Sky News' Andrew Bolt

When Stuart heard his elderly parents loudly criticising Victorian health officials for refusing to use hydroxychloroquine as a COVID-19 treatment, he knew exactly where the idea had came from: the opinion hosts of Sky News Australia.

The disproved treatment has been a popular topic of discussion by COVID health restrictions sceptics and anti-vaxxers alike, flourishing on social media where people share individual scientific papers to make the case for using the drug instead of the vaccine.

Stuart’s parents, who live in regional Victoria, aren’t big users of social media. But they do watch Sky News, which has repeatedly covered the use of the drug. There have been at least 16 segments hosted by Andrew Bolt, Alan Jones and Rowan Dean about the drug uploaded to the Sky News Australia website in the past year, according to social media analytics tool BuzzSumo.com.

In a short time, Sky News Australia has turned itself from a cable television station with a small audience (most popular in politicians’ offices and Qantas lounges) to a digital juggernaut with one of the biggest reaches of social media of any Australian television station.

The key to this turnaround was a strategy that leans heavily on opinion “After Dark” personalities who regurgitate right-wing international culture war topics and flirt with conspiracy, much like Fox News in the US.

Since mid-2019, it has increased its YouTube subscribers numbers from near zero to 1.75 million (by far the most of any YouTube account for any single Australian news network) and doubled its Facebook followers to 1.1 million.

But another avenue of viewership in the past few years is its expansion to free-to-air television in regional areas. First launched in 2018, Sky has just struck a deal with regional broadcasters WIN and Southern Cross Austereo to go out in markets with more than 7 million potential viewers.

Several people have told Crikey about the impact of adding Sky News into the information diets of people in their lives. We have withheld their full names at their request — and to allow them to speak freely about their friends and family.

Stuart noticed that his parents spend their evenings watching Peta Credlin and Andrew Bolt. Although they’ve always been conservative, he’s seen them swing much further to the right since the network became available. They’ve also begun talking about topics that seem to be brought up only by the show’s hosts.

“They also rant about [the unproven COVID treatment] ivermectin when that was in vogue on Sky News, so you can see how misinformation like that can gain a foothold in regional communities,” he said.

Ken has also seen how the role Sky has played as his oldest friend has become increasingly conspiratorial.
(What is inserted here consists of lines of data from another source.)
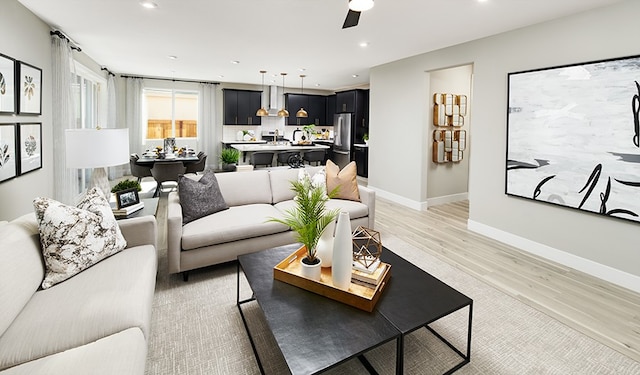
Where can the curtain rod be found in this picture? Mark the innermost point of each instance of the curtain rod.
(170, 79)
(60, 35)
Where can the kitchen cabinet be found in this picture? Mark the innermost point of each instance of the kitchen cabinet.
(315, 105)
(240, 107)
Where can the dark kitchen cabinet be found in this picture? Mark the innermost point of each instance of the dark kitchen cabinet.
(315, 105)
(240, 107)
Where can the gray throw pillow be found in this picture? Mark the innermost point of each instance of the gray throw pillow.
(200, 198)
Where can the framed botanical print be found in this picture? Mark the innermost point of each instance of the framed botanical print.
(30, 146)
(7, 84)
(8, 162)
(30, 93)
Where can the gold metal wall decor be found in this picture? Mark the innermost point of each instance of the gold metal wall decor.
(449, 112)
(367, 246)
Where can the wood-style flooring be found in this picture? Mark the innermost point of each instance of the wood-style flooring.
(601, 310)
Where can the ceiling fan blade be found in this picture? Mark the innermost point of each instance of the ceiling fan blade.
(352, 19)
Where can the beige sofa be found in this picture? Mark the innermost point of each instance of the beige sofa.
(96, 322)
(252, 198)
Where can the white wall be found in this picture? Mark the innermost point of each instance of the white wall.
(449, 181)
(605, 247)
(25, 37)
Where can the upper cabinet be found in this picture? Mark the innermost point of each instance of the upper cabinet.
(240, 107)
(315, 105)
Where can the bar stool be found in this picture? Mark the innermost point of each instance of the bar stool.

His friend has always been left-leaning but broadly distrusting of major parties and mainstream media. Ken says she watches television mostly, as the internet at her farm in Goulburn limits what she can do online. Last year she began using Sky News as her major source of information as she became more and more sceptical of public health measures.

“Some of the stuff she would send me would come from Sky News,” Ken said. “She also sends links to videos like [a wildly popular anti-vaccine documentary] Plandemic.”

Ken doesn’t blame Sky entirely for his friend’s views — he says she had been getting fringe content from a variety of sources — but the channel’s embrace of content that dogwhistles conspiracy theories had reinforced her evolving beliefs.

He gave the example of the “Great Reset” — a meeting of the World Economic Forum that has come to represent a “hodgepodge of one-world government fears that has gained steam in the wake of Biden’s win” that’s frequently mentioned by Dean and former Liberal senator Cory Bernardi — as a theory that his friend cites.

“I think they keep stuff like the ‘Great Reset’ in the atmosphere longer,” Ken said.

Rusty, an online nom de plume, says he sees how farmers like his sister-in-law are exposed to climate denialism aired on Sky News Australia and in News Corp publications.

He recalls when one farmer cited Bolt to argue that climate change is a hoax.

“I just said that Bolt was in the entertainment business and he’ll get paid no matter what the weather ends up doing, whereas farmers and rural people are on the front line of dealing with climate,” he said.

While Sky News Australia’s terrestrial television numbers are dwarfed by both their competitors and their own digital reach, their regional free-to-air audience numbers have been consistently growing.

Against the backdrop of a regional Australia that has less and less local media, it’s gaining a foothold as an increasingly popular source of hyper-partisan information and misinformation for those who live in country Australia.